Last October, the Vatican announced that Francis had accepted an invitation to visit Canada extended by the Canadian Conference of Catholic Bishops. No date for the visit has been announced at the time this was written. A group of Canadian indigenous leaders had planned to meet with Pope Francis at the Vatican on Dec. 20, but that meeting was canceled in early December over “uncertainty and potential health risks surrounding international travel amid the recent spread of the Omicron variant,” according to a statement released by the Canadian bishops.
Other priorities
Besides travel, the papal agenda includes much else in 2022.
Next May 15, Francis will canonize seven new saints, including Charles de Foucauld, Indian martyr Devasahayam Pillai and five Italian and French founders of religious communities.
Blessed Charles de Foucauld was a French army officer, Trappist monk and hermit.
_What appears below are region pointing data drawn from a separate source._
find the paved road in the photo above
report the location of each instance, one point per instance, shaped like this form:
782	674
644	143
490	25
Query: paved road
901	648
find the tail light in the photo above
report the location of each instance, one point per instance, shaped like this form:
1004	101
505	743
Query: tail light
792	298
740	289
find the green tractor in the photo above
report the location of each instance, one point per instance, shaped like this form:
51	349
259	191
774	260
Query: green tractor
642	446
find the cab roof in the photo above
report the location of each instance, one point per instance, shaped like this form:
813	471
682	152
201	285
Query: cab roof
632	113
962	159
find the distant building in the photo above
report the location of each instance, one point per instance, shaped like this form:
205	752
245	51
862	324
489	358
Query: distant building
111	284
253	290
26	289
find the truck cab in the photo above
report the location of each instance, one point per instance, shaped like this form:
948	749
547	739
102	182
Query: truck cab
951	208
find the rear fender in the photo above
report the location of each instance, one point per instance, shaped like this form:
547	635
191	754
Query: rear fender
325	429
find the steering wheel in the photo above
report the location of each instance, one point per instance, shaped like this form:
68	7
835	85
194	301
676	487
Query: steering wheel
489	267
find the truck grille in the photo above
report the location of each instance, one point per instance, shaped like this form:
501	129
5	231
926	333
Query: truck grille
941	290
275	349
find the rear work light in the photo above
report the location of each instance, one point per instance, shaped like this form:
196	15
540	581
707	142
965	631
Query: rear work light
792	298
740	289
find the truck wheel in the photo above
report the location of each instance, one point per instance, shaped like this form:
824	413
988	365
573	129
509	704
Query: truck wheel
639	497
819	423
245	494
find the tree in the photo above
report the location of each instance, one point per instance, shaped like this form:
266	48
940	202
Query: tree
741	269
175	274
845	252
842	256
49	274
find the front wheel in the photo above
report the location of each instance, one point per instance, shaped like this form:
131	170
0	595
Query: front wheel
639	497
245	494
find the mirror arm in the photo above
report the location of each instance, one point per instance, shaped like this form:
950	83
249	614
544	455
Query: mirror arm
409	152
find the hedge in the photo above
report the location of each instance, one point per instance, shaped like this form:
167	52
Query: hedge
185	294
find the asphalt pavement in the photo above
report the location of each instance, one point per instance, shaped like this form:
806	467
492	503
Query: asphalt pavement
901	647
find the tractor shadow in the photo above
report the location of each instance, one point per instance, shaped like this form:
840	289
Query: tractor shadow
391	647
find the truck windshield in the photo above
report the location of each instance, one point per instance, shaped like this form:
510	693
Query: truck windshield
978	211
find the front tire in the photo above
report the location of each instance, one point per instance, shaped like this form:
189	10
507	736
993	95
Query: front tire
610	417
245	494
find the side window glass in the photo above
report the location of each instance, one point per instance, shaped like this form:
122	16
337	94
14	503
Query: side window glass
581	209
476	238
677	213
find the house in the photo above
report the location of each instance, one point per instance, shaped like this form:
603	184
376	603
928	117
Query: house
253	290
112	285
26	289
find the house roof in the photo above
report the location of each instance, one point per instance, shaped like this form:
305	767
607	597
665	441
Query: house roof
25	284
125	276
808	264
Born in Strasbourg, France, in 1858, he lived a playboy’s life as a young man but experienced a profound religious conversion, was ordained a priest in 1901 and spent his last years living at a remote site in North Africa, where he was killed by bandits in 1916.
Blessed Devasahayam was born in 1712 to upper-caste Hindu parents in India. He became a soldier of the local Hindu ruler but converted to Christianity and was tortured and killed for refusing to repudiate the Faith.
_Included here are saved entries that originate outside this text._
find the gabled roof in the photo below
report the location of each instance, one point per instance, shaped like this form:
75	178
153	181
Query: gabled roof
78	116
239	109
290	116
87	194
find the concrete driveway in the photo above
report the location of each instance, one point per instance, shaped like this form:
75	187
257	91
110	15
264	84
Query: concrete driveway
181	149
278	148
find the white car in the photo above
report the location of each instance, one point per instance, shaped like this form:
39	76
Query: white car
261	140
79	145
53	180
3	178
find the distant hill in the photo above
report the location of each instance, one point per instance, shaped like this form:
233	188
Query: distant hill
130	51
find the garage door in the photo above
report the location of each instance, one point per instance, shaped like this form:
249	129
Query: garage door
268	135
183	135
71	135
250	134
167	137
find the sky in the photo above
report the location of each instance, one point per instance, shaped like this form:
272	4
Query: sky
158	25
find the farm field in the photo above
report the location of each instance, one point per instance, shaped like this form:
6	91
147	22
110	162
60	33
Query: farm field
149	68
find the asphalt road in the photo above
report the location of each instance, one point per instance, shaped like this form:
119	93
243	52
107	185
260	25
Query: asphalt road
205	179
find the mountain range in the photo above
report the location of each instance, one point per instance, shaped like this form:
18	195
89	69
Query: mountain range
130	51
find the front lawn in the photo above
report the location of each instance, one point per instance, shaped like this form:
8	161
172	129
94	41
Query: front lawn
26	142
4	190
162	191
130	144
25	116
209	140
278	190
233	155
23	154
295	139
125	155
The pope will welcome and address the World Meeting of Families, scheduled to take place in Rome from June 23-27 with the theme “Family Love: A Vocation and a Path to Holiness.” International family congresses are held at different sites every three years, with the most recent in Dublin in 2018.
Along with all this, Francis in 2022 is sure to continue promoting the worldwide exercise in “synodality” — participatory, consultative decision-making — that he has directed take place in parishes and dioceses around the globe leading up to a bishops’ synod in Rome in late 2023.
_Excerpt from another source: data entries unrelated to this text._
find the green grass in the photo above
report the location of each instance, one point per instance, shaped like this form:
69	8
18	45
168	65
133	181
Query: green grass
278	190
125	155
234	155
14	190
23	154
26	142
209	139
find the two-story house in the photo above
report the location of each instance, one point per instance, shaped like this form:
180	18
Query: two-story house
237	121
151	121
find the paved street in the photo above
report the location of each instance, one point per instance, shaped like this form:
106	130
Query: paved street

Suggesting the scope of the papal agenda are the monthly prayer intentions designated for the year ahead by the Pope’s Worldwide Prayer Network (previously, the Apostleship of Prayer). These range from “For a Christian response to bioethical challenges” in March to “For small businesses” in August and “For the abolition of the death penalty” in September.
Russell Shaw is a contributing editor for Our Sunday Visitor.